L’onda del Mito ruggisce ancora sulle scogliere di Castrignano del Capo. In una terra senza tempo esposta al soffio del vento nel turbinio del presente da un mondo fatato ritornano in vita i fantasmi del passato. In preda a rimpianti e rimorsi, ma soprattutto a struggenti ricordi, vagano senza meta per poi tuffarsi nel mare perduto del mito, dove, per atroce vendetta della candida sirena Leucasia, divenuta folle per amore, affogarono il pastorello Melisso e la bella Aristula. A consacrare la loro indissolubile unione,
in un universo popolato da mostruose creature mitologiche e da divinità olimpiche e ctonie, la pietà della dea greca Athena (la romana Minerva), che, assistendo impotente alla tragedia dalla cella del suo tempio, decise di trasformare in rocce i due sfortunati innamorati, destinati, da un versante all’altro della scogliera, a scambiarsi languidi sguardi e tenere carezze consegnate ai flutti delle correnti mute testimoni delle loro promesse d’amore sussurrate alla brezza dell’eternità.
E, come per incanto, sulla scia della tradizione pagana, lungo il tacco d’Italia, gli scogli degli infelici amanti pietrificati si disposero intorno alle spoglie mortali fossilizzate della gelosa sirena. Lì dove la perfida creatura marina scomparve nel tormento venne fondata la bianca Leuca, destinata a divenire meta del pellegrinaggio cristiano nella convinzione, che, varcando le soglie del santuario, dedicato a Sancta Maria de Finibus Terrae, si spalancassero le porte del Paradiso relegato ai confini della terra.

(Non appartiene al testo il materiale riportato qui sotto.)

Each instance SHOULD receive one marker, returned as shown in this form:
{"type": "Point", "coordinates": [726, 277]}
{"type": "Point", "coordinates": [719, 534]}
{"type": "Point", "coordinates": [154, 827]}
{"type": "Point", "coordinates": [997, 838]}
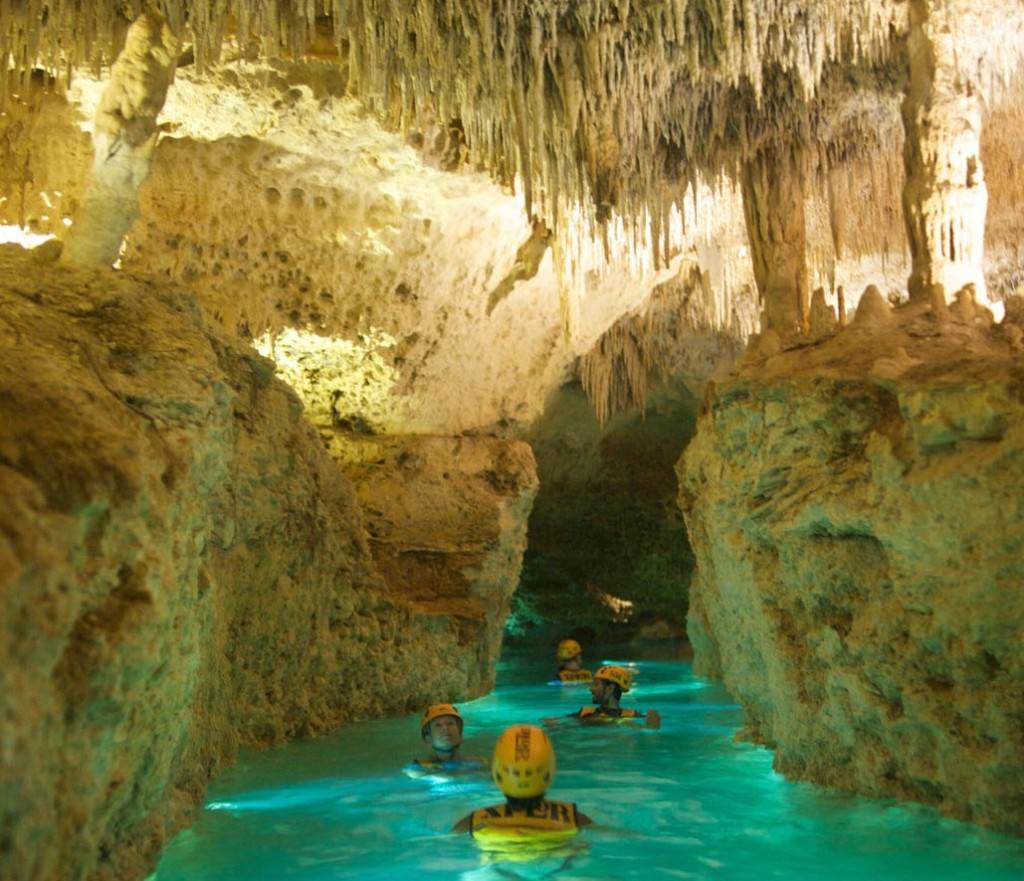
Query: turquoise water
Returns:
{"type": "Point", "coordinates": [684, 802]}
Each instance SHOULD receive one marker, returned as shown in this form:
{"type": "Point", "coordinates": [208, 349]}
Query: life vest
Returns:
{"type": "Point", "coordinates": [569, 677]}
{"type": "Point", "coordinates": [599, 714]}
{"type": "Point", "coordinates": [545, 827]}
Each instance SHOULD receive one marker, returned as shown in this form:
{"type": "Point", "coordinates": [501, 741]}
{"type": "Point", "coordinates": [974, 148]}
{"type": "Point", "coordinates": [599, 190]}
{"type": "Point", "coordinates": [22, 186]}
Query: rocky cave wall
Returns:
{"type": "Point", "coordinates": [608, 555]}
{"type": "Point", "coordinates": [184, 570]}
{"type": "Point", "coordinates": [310, 223]}
{"type": "Point", "coordinates": [855, 508]}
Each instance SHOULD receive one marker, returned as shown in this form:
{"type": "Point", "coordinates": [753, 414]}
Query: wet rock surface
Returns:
{"type": "Point", "coordinates": [182, 571]}
{"type": "Point", "coordinates": [446, 521]}
{"type": "Point", "coordinates": [855, 508]}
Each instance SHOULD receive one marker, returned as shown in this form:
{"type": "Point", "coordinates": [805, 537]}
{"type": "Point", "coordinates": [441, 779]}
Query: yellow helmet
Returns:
{"type": "Point", "coordinates": [523, 764]}
{"type": "Point", "coordinates": [620, 675]}
{"type": "Point", "coordinates": [568, 648]}
{"type": "Point", "coordinates": [435, 710]}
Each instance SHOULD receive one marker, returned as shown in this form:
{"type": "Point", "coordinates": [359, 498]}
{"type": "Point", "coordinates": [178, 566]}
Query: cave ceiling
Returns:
{"type": "Point", "coordinates": [608, 103]}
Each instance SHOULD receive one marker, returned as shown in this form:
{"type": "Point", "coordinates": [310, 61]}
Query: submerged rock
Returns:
{"type": "Point", "coordinates": [859, 539]}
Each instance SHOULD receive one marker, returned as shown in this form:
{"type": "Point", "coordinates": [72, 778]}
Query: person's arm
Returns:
{"type": "Point", "coordinates": [555, 721]}
{"type": "Point", "coordinates": [415, 769]}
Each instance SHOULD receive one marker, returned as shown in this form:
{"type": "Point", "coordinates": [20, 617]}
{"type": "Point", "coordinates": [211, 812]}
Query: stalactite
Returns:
{"type": "Point", "coordinates": [605, 113]}
{"type": "Point", "coordinates": [645, 348]}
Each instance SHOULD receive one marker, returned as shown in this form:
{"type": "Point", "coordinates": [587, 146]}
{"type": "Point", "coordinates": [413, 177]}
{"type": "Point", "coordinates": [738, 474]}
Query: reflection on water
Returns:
{"type": "Point", "coordinates": [683, 802]}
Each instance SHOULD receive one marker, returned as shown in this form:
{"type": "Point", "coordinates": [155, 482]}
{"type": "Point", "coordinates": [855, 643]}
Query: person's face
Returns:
{"type": "Point", "coordinates": [443, 733]}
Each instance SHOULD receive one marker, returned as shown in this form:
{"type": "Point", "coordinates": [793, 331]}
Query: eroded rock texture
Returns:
{"type": "Point", "coordinates": [182, 570]}
{"type": "Point", "coordinates": [856, 512]}
{"type": "Point", "coordinates": [446, 519]}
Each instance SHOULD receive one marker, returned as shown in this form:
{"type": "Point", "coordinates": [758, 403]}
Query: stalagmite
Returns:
{"type": "Point", "coordinates": [944, 198]}
{"type": "Point", "coordinates": [124, 137]}
{"type": "Point", "coordinates": [822, 317]}
{"type": "Point", "coordinates": [872, 309]}
{"type": "Point", "coordinates": [773, 206]}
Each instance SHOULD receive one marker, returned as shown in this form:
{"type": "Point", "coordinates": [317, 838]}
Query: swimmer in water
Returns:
{"type": "Point", "coordinates": [569, 657]}
{"type": "Point", "coordinates": [440, 729]}
{"type": "Point", "coordinates": [523, 766]}
{"type": "Point", "coordinates": [610, 682]}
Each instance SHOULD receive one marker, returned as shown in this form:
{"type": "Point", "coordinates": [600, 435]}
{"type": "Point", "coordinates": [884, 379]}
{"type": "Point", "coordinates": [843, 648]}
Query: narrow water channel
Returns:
{"type": "Point", "coordinates": [685, 802]}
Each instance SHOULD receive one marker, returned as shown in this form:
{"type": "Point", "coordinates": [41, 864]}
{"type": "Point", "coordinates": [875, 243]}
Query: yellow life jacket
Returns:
{"type": "Point", "coordinates": [596, 714]}
{"type": "Point", "coordinates": [546, 827]}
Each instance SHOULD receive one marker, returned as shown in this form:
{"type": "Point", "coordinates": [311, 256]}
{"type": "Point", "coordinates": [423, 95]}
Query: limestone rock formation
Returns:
{"type": "Point", "coordinates": [858, 534]}
{"type": "Point", "coordinates": [446, 520]}
{"type": "Point", "coordinates": [182, 570]}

Per lunghi secoli dal carsico promontorio iapigio, irto di grotte ed anfratti a picco sul mare, si irradiò il dominio incontrastato su uno dei tratti più strategici di tutto il bacino del Mediterraneo, che, orgogliosamente funse da anello di congiunzione tra Oriente, Magna Grecia e Sicilia sulla scia delle rotte marittime, battute da marinai e mercanti micenei e greci, che si orientavano di notte con le stelle. Il viaggio alla scoperta di nuovi mondi ricchi di mercati fiorenti scolpì nella loro memoria visiva la conformazione geografica di quella terra contemplata a lungo dal mare come un miraggio. Una terra tra le acque appariva, infatti, la penisola salentina ai Greci, che, in vari tempi e in vari modi, cercarono di attivarvi empori in prospettiva di una colonizzazione. Ma ad attrarli magneticamente fu, soprattutto, la valenza sacrale dei promontori templati, che, oltre ad indicare la rotta, ispiravano un’accorata preghiera di ringraziamento alle divinità della navigazione. A strapiombo sul mare di quella che le fonti letterarie antiche denominavano Akra Iapygia, corrispondente all’attuale Capo di Santa Maria di Leuca, sorgevano due templi. Uno, collocato su Punta Meliso, era dedicato alla dea greca della sapienza Athena corrispondente alla romana Minerva. Qui San Pietro sbarcò per continuare il viaggio verso il martirio, che lo attendeva a Roma, e da allora in poi quel luogo di culto pagano venne convertito in santuario cristiano intitolato ab origine al Salvatore e destinato ad essere implementato e fortificato nel corso dei secoli. Il racconto leggendario è rimasto condensato nella scritta incisa sul portale dell’edificio sacro: scacciato da questo tempio il culto degli idoli dal divino Pietro, i suoi discepoli nell’anno 43 lo dedicarono alla Vergine Madre di Dio Annunziata dall’Angelo. Nell’anno 59 fu insignito di sede vescovile…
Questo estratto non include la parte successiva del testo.